Phase Current (Io) = 15.7Nm * pi * 6 / 30 = 9.86A
Plugging this in to the motor controller power dissipation formula, we get:
P = 11.73W
Transients (On Hills):
Let’s go with a 10 degree, 200m hill, and we climb it slowly, almost as if from a stop. This is chosen since I do not believe that maintaining a 16.6m/s speed up a hill would always be reasonable. There is definitely going to be sometime that the car is only able to travel at walking speed, say when starting and going up a hill.
Choosing an average walking speed of 1.4m/s (https://www.healthline.com/health/exercise-fitness/average-walking-speed#average-speed-by-age), we can find the hill to take 200 (m) / 1.4(m/s) = 142 seconds = 2minutes, 22 seconds.

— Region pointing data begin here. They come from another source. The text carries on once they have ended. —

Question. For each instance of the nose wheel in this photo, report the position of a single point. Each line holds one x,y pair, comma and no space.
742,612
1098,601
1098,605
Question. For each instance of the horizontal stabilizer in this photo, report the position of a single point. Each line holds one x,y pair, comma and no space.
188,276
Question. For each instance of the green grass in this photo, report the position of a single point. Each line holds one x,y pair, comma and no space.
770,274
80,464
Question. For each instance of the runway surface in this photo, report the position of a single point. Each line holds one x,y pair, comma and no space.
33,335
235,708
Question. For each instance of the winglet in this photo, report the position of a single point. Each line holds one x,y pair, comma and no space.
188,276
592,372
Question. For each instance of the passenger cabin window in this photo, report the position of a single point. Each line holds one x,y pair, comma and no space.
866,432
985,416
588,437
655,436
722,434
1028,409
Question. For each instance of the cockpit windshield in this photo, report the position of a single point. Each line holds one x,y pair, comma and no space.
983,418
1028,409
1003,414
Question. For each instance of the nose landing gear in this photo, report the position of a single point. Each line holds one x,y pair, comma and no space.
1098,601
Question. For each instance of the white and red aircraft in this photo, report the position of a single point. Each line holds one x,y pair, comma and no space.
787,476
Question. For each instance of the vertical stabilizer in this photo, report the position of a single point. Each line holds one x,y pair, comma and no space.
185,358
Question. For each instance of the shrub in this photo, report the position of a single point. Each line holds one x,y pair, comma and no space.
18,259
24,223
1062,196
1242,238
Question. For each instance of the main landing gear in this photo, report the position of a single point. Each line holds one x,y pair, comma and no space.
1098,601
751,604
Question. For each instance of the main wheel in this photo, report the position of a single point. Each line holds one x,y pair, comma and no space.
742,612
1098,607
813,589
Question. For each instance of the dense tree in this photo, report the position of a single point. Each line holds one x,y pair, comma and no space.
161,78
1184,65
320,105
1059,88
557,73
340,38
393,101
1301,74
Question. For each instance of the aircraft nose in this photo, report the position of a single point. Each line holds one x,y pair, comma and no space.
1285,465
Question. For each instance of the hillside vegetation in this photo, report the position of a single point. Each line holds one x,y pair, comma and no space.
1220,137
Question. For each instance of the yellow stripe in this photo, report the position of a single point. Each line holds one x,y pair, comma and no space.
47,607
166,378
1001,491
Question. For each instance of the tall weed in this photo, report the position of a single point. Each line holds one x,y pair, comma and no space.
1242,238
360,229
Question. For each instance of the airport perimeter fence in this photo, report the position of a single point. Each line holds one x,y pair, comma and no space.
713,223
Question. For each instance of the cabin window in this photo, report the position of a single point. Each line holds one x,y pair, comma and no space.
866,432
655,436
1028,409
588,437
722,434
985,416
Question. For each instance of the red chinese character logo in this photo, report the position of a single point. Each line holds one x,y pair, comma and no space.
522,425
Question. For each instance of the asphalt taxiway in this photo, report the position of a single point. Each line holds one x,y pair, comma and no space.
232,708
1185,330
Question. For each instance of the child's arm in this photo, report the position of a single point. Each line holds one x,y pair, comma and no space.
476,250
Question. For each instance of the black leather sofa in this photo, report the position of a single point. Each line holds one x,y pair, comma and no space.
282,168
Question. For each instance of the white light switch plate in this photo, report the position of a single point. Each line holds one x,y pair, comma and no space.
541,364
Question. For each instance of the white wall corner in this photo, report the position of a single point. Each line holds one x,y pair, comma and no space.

From above, the torque requirement for a 10 degree hill is around 165Nm per motor per the hills listed above. We’ll also switch to using Kv = 5.2 for the low speed motor coil, as on hilly days, this is what we would require.
This gives a phase current of:
Io = 87.1A, which does not exceed the motor controller’s phase current limit of 100A
And Power:
P = 130.16W
So for transients, I would be comfortable going with a 130W power dissipation for 2 minutes.
What if we have a 36km/h (10m/s) headwind - aero losses will increase, and thus the torque requirement and bus current will increase. Will the torque requirement increase significantly? Should we take the wind into account for this model?